Gabriel Azmitía: Estábamos tirados en las colchonetas, con la ropa y las guitarras a un lado y todos bien desilusionados, “O sea, ¿esta es la vida del músico. Qué duro”.

Teto Díaz: Yo me acuerdo que Gabriel hizo una broma y dijo…

Gabriel Azmitía: “Mejor le hubiera hecho caso a mi mamá, ella siempre me dijo que me hiciera futbolista”. Mi mamá siempre me dijo, ‘Mijo, ¿por qué no te gustó el fútbol? ¿Por qué no fuiste futbolista, mejor, va?’”. Y yo, “Ah, ¿por qué no la escuché?”. En ese momento yo estaba así bien triste, bien desilusionado. “No puede ser, ¿va?, la vida del músico es dura. No es como se ve en las películas. No es como los videos (ríe). Todo ese glamour, ¿dónde está?”.

Narración: Desde entonces El Sargento Pimienta ha lanzado dos discos de estudio, “Tornasol” y “Panorámico sur”. Pero para hacerlo tuvieron que salir del Oriente del país. En la capital encontraron un público que consume su música, que paga por ir a verlos. Encontraron también una disquera: Bajo Presión Records. Estudios de grabación, productores, festivales. ¿Es esta la regla y no la excepción para los artistas, en Guatemala? Tal vez no. La experiencia del poeta garífuna Wingston González fue completamente diferente a la de Max y los Sargento Pimienta.

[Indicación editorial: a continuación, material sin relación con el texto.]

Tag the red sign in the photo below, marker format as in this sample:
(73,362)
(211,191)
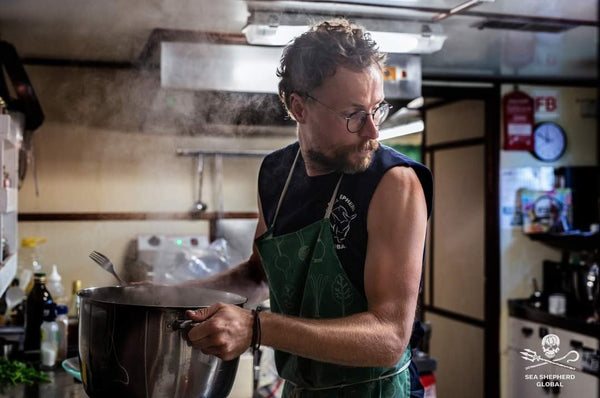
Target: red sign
(518,113)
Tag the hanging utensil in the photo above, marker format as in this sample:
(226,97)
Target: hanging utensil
(106,264)
(200,206)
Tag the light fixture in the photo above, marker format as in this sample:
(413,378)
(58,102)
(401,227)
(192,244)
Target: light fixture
(459,8)
(400,130)
(278,29)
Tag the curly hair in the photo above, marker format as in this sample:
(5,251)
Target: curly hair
(316,54)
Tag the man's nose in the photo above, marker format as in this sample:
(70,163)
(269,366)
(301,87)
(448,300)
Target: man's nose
(370,129)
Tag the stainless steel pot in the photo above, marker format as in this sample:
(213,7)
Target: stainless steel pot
(129,347)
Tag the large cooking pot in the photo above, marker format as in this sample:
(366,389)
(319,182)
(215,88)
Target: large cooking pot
(130,344)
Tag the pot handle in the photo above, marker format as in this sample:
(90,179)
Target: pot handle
(183,325)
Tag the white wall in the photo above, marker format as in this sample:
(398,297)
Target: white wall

Wingston González: Siempre ha estado muy disponible en el sentido de que, pues, como soy garífuna y crecí entre los garífunas, pues hay una serie de festividades, de festivales, de tradiciones, de formas de entender el mundo que se traducen en eventos culturales al uso, ¿va, vos? Encontrás pues expresiones culturales de todo tipo, desde música y recitación en los velorios, en las fiestas comunales, en las fiestas religiosas, incluso, tanto de la iglesia católica, como de la iglesia (…) perdón como de la cosmovisión garífuna, de las ceremonias garífunas, como el chugú.

Narración: Wingston González nació en Livingston, Izabal, hace 34 años. Tiene la misma edad que Max Laynez, de Quiché. Pero su experiencia con el arte y la cultura fue diferente. Wingston explica que él consumió indiscriminadamente todo lo que tenía enfrente. Radionovelas eslovenas, relatos del escritor portugués José Saramago, Public Enemy, Ray Charles, heavy metal y claro, toda expresión cultural garífuna. ¿Es esta la clave?

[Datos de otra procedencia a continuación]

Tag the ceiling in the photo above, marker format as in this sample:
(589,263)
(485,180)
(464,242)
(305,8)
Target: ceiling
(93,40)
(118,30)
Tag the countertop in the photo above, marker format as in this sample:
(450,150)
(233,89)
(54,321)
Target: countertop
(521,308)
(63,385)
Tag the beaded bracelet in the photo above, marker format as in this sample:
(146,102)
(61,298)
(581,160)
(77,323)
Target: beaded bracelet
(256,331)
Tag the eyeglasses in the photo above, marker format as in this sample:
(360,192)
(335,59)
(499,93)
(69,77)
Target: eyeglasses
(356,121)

Wingston González: De hecho la escena musical livingsteña, es una escena musical potentísima. Y que hay conciertos, hay bailes típicos, hay eventos deportivos, hay eventos escolares, en las que toda la comunidad de artistas (…)y de que van desde cantantes de covers de pop hasta cantantes de dancehall, de afrobeat, de puntarock, de parranda, que es un género poético musical garífuna (…)

***Pausa Radio Ocote***

Narración: Livingston es un municipio ubicado al nor-oriente del país, en el departamento de Izabal. El lugar colinda con la Bahía de Amatique, con el Oceano Atlántico. Viven ahí, según el último censo realizado en el 2018, 18 mil personas, en su mayoría garífunas, descendientes de personas africanas y caribeñas. Antes del corte Wingston contaba de las expresiones culturales y artísticas disponibles allá. Habló de música, como la que escuchan, del cantautor Aurelio Martínez. Habló de discotecas al lado de la playa. Pero hay más. Mucho más.

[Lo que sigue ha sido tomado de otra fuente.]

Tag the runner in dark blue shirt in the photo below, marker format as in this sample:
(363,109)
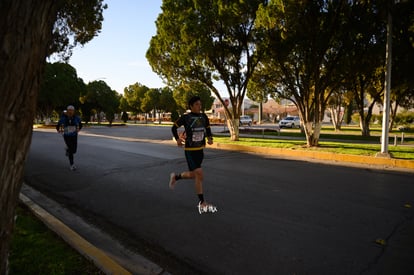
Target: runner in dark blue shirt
(197,129)
(69,125)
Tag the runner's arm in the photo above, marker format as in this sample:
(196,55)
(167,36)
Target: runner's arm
(208,128)
(80,124)
(60,122)
(177,125)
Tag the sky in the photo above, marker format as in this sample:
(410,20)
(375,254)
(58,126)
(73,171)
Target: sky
(117,54)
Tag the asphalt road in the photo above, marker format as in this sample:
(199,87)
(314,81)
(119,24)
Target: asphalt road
(275,216)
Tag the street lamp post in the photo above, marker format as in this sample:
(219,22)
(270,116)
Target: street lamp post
(387,93)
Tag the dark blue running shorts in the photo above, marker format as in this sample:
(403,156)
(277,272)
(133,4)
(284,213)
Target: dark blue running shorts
(194,159)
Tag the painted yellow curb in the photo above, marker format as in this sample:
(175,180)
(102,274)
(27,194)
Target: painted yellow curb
(97,256)
(326,156)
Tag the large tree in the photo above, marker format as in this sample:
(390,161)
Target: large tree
(185,91)
(365,60)
(207,41)
(30,30)
(60,87)
(133,95)
(304,49)
(101,98)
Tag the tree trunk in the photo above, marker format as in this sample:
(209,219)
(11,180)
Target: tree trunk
(25,35)
(336,118)
(393,115)
(312,133)
(364,125)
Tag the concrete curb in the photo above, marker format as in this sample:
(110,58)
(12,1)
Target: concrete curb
(98,257)
(323,156)
(340,159)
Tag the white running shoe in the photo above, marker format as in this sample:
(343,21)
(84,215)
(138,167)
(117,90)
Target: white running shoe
(172,182)
(207,208)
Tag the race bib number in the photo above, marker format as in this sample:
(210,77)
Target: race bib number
(70,129)
(198,134)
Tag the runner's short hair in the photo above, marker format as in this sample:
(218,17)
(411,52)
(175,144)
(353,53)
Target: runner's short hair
(193,100)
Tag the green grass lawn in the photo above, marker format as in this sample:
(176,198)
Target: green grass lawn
(400,152)
(37,250)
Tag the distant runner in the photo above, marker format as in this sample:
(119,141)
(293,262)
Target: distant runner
(69,125)
(197,128)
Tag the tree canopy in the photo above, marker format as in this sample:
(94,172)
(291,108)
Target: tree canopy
(207,41)
(60,87)
(99,97)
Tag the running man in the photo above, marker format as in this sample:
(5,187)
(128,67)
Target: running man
(69,125)
(197,128)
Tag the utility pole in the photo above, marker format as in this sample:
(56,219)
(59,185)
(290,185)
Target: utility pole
(387,93)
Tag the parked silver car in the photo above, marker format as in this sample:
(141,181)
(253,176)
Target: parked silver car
(246,120)
(290,122)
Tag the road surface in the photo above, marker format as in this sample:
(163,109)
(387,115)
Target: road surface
(275,216)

Wingston González: Ahora, en cuanto a la literatura que me preguntabas (…) pues Livingston cuenta (…) en mi tiempo, contaba con una sola biblioteca que era la biblioteca de la parroquia y era, pues, la biblioteca donde asistíamos los estudiantes a hacer nuestras tareas cuando no había internet. Me encontré (…) ahí fue donde descubrí la poesía, leyendo a Espronceda en una Enciclopedia Juvenil Jackson.

Narración: Wingston pasó días en la biblioteca leyendo. Ahí encontró revistas Life, novelas policiacas, libros de autores del Boom, antropología guatemalteca. Nos recuerda a Augusto Monterroso, quien dijo, “Era una biblioteca tan pobre que sólo tenía libros buenos”. Y esa variedad se extendía también a la televisión.   

Wingston González: Y pues el cable aparte de los canales típicos, ¿no? Canal de las Estrellas, Univisión y demás, me (…) ponía a veces canales muy raros.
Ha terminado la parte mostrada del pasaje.